Голос его угас, и Кедрин ощутил, что вернулся тот холод, который он испытал прошлой ночью, еще более усилившийся от бедирова ответа:
— Впервые в жизни я молюсь, чтобы Сестры ошиблись. Но не думаю, что это так. Похоже, что-то серьезное творится в Белтреване, и я должен узнать — что.
— Если дойдет до самого худшего, что ты сможешь сделать? — голос Браннока был глух и мрачен под стать бедирову.
— Послать весть королю Дарру в Андурел, — услышал Кедрин, — чтобы он побудил к действиям властителей Кеша и Усть-Галича. Перекрыть Лозинский проход и задержать Орду, пока Дарр не соберет войска. Предупредить Сестер в Эстреване, если они еще не в курсе. Биться.
— Против Ашара?
— Против Ашара и любых демонов, каких он пошлет в поддержку своим любимцам. А что еще?
— Бежать, — предложил Браннок.
— Куда? — в голосе Бедира таилась горечь. — Я не мыслю о бегстве из Тамура и не могу так поступить. Если Орда восстала, Три Королевства должны биться, поднимет Орда нечестивое знамя Ашара или нет.

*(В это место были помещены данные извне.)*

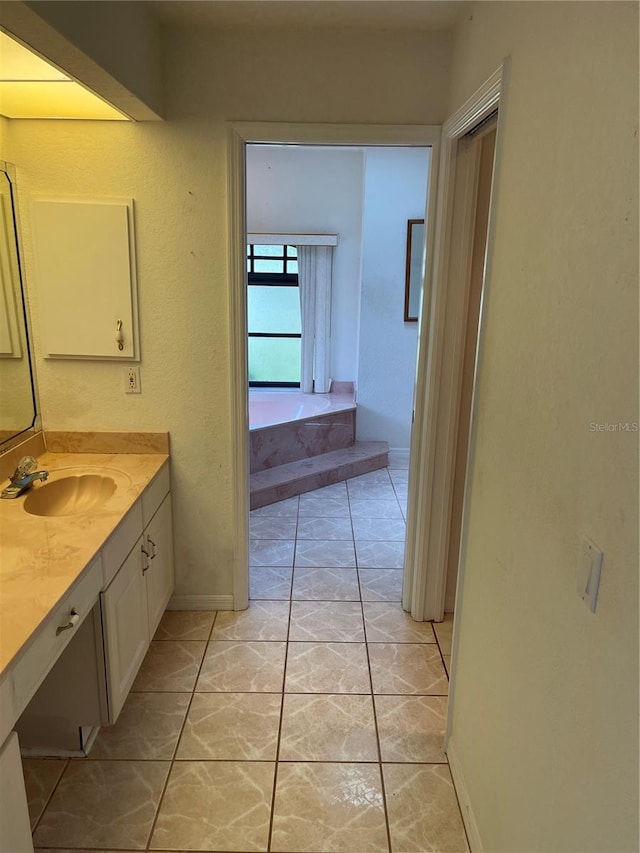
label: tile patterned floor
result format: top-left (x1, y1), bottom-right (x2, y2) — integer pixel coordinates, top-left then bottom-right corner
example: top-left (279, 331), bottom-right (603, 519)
top-left (24, 468), bottom-right (468, 853)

— Если Ашар с ними, вы встретитесь больше, чем с Дроттом и Кэроком, — предупредил Браннок. — Уже эти два племени — великая сила, но Великий Союз обнимет также Ят, Вистрал и Гримард. Это больше бойцов, чем когда-либо видал мир.
— Ничего другого нам не остается, — ответил Бедир. — Неужели мы преподнесем наши Королевства им в дар?
В раздавшемся смехе Браннока не содержалось издевки. Скорее, как показалось Кедрину, в нем угадывалось уважение:
— Нет, ты поступишь так, как подобает воину.
— А ты? — спросил Бедир. — Что сделаешь ты, когда обещание будет исполнено, и ты поручишь прощение?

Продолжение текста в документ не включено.